Digitalisierung als Chance für die Schiene

Die DAK, die „digitale automatische Kupplung“ für Schienenfahrzeuge, ist weitaus mehr als eine rasche Möglichkeit, Waggons und Loks aneinander zu hängen. Sie steigert auch die Effizienz der Verkehre. Über die Möglichkeit von „Zusatzgoodies“, wie die Stromversorgung, Zugschlusskontrolle, höhere Geschwindigkeit, automatisierte Wagenkontrolle usw., werden Verbesserungen erreicht. Ein besonders bedeutender Vorteil ist die digitale Einbindung aller Fahrzeuge in das europäische Zugsicherungssystem. Damit können bedeutende Steigerungen bei der Trassenauslastung erzielt, sowie die Infrastruktur besser und effizienter genutzt werden.
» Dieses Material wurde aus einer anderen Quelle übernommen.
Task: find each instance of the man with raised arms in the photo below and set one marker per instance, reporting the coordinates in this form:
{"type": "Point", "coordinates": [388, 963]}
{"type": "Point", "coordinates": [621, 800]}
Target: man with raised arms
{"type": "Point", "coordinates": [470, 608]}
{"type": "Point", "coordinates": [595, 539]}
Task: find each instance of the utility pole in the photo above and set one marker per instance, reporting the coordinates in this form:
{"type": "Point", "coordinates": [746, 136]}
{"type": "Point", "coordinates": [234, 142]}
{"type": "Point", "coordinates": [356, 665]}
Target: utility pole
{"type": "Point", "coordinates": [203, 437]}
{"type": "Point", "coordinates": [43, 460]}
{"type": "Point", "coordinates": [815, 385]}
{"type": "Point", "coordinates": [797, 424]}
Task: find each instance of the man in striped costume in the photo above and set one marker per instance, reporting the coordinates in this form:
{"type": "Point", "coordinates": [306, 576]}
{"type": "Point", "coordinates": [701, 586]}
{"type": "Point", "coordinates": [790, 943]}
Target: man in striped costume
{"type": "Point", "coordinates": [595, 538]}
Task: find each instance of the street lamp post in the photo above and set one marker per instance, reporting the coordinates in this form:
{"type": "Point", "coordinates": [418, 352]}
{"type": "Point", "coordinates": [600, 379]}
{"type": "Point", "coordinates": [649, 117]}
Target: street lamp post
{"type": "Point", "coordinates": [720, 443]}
Über die DAK wird nicht nur die Attraktivierung der Eisenbahnen erreicht. Sie stellt auch einen wichtigen Baustein bei der Erreichung der Ziele des Green Deals dar. Laut Österreichischen Bundesbahnen kann so eine Reduktion zwischen 10 und 20 Millionen CO2 pro Jahr erzielt werden. 

Die DAK ist ein Gemeinschaftsprojekt zahlreicher Bahnen und Hersteller:innen. Die Österreichischen Bundesbahnen waren federführend an deren Entwicklung beteiligt. Die erste Versuchsphase ist für 2026 geplant.

Elektrisch auf der Straße in die Klimaneutralität

Die Hauptlast beim Warentransport liegt derzeit auf dem Straßengüterverkehr, mit einem Anteil von rund 60 Prozent der Verkehrsleistung, also der transportierten Tonnen je Kilometer. Zwei Drittel des Warentransports erfolgen auf Österreichs Straßen dabei auf Entfernungen unter 150 Kilometer und sind daher nur schwer auf Bahn und Binnenschiff zu verlagern. 

Der Masterplan Güterverkehr soll zwar im Herbst vorgestellt werden, die wichtigsten Eckpunkte sind aber schon durchgesickert. Batteriebetriebene Lkw sollen demnach die gewünschte Klimaneutralität gewährleisten.  Leichte Nutzfahrzeuge bis 18 Tonnen sollen in Österreich ab 2030 nur mehr emissionsfrei neu zugelassen werden. Ab 2035 soll dies auch für Lkw über 18 Tonnen gelten. Der Masterplan verschweigt aber ein grundsätzliches Henne-Ei-Problem: Ohne ausreichende Ladeinfrastruktur gibt es keine E-Lkw und ohne ausreichend viele E-Lkw auf Straßen errichtet niemand eine passende Ladeinfrastruktur. Bis dato gibt es außer vagen Herstellerzusagen kein „Verbrenner-Verbot“ der EU bei Lkw. Bei der Ladeinfrastruktur zeichnet sich nur eine dürftige Mindestabdeckung auf Autobahnen und Schnellstraßen durch EU-Vorschriften ab. Ein großer Wurf bei der Ladeinfrastruktur für regionale Güterverkehre und Logistikhubs fehlt überhaupt. 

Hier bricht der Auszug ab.